Estoy aturdido por la
inextricable sensación de atemporalidad y ubicuidad que me embarga. A mi
alrededor, la urbe parece moverse a dos velocidades. Destellos blancos y rojos
atraviesan las avenidas, semejando insectos atraídos por refulgentes farolas,
apenas fogonazos ante mis ojos. En paralelo, las recargadas aceras palpitan con
un ir y venir de espectros entrelazados, execrable hormiguero humano de
vaporosos trazos intangibles moviéndose sin criterio. Y de fondo, un monótono y
distante tañido, como de ultratumba, acompaña mi gélido hálito.
Una vaharada cálida del
horadado subsuelo me recuerda que bajo el asfalto de la metrópoli emergerán
aquellos a los que debo rendir vergonzosa pleitesía, genuflexión forzada, para
obtener las migajas de sus beneficios, únicas rentas que me permitirán
sobrevivir, a duras penas, un día más, en esta selva de egos consumistas.
En los aledaños del
hospital, apostado entre el clausurado quiosco de prensa ―ya nadie lee― y la
cabina telefónica ―ya nadie llama―, bajo un montón de cartones y miseria, he
buscado a “el teclas”, con el que más de una vez he compartido lecho, cogorza,
frío y lágrimas. Siempre mantuvo que, en otro tiempo, fue un afamado
concertista de piano, caído en desgracia por culpa de las mujeres y el alcohol,
por ese orden. Su melomanía nos permite, de tanto en tanto, obtener unas
monedas al compás de un desvencijado acordeón, únicas teclas que ha tocado en
muchos años. De alguna forma inexplicable, noto la fetidez de su aliento en mi
cuello, pero por más que miro soy incapaz de hallarlo allí. En cambio, me he
topado de bruces con un niño de aspecto demacrado. Bajo una gorra oculta la
incipiente alopecia, impropia de su edad. Con voz grave, me interpela:
―¿Estás sólo?
―Sí ―le respondo mirando a
izquierda y derecha, con un gesto tan absurdo como estéril.
―¿Tienes hambre?
Asiento. Entonces saca de su
raído abrigo una galleta y me la entrega. Su mano está tanto o más helada que
la mía.
―Todavía estás a tiempo.
Pide ayuda. Para mí ya es tarde.
Me quedo perplejo ante su
insólito proceder y enigmática frase. No entiendo lo que quiere decirme.
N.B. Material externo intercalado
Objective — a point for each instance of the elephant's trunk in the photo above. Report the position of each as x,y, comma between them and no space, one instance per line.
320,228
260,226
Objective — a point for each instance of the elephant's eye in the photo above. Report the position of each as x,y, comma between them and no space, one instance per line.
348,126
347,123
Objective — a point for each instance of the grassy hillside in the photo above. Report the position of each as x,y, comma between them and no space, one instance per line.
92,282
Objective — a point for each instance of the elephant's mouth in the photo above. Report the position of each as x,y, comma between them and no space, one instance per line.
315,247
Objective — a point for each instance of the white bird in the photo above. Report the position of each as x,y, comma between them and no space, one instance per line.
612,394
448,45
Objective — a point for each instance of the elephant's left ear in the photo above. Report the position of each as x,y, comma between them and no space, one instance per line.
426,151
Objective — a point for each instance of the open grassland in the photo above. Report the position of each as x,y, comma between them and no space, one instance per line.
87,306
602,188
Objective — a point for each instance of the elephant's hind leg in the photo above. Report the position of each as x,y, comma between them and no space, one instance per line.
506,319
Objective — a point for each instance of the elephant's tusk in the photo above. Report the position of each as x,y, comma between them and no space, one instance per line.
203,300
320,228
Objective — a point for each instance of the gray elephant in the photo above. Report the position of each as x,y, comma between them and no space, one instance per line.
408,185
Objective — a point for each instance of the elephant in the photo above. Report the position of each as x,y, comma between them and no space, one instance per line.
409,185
Tampoco tengo ocasión de preguntarle ni darle las gracias. Al instante, el
famélico espectro es engullido por la voraz niebla. Tras el insólito encuentro,
me quedo repentinamente exangüe, y aprovecho la cercanía del improvisado cobijo
para tumbarme.
El frío lacera mis carnes
sin contemplaciones. Debo haber estado durmiendo todo el día porque, de nuevo,
el haz deslumbrante y perturbador se clava en mis pupilas.
La pequeña linterna rastreó
algún tipo de reacción del nervio oculomotor. Negativo. Las luces de la unidad
medicalizada y el ajetreo del personal sanitario y policial sacó a los vecinos
de su habitual apatía. Lo macabro a la puerta de sus casas les impelió a
levantarse de sus cómodas butacas y asomarse a las perfectamente insonorizadas
y herméticas ventanas. Los comentarios se desperdigaron como flemas de
estornudo, demonizando aquel reducto de indigencia que osaba colarse en sus
vidas.
― ¿Quién lo ha encontrado?―
preguntó el médico al policía que tomaba notas en su libreta.
― Una patrulla. Esta mañana
alguien contactó con la comisaría. Dijo ser un familiar del mendigo, todavía no
hemos comprobado su identidad, no lleva documentación encima. Nos indicó que le
llamó por teléfono, pidiendo ayuda.
―¿Le llamó esta misma
mañana? ―balbuceó el desconcertado facultativo.
―Sí, a primera hora.
―Eso es imposible, agente.
Este desdichado falleció anoche debido a la hipotermia.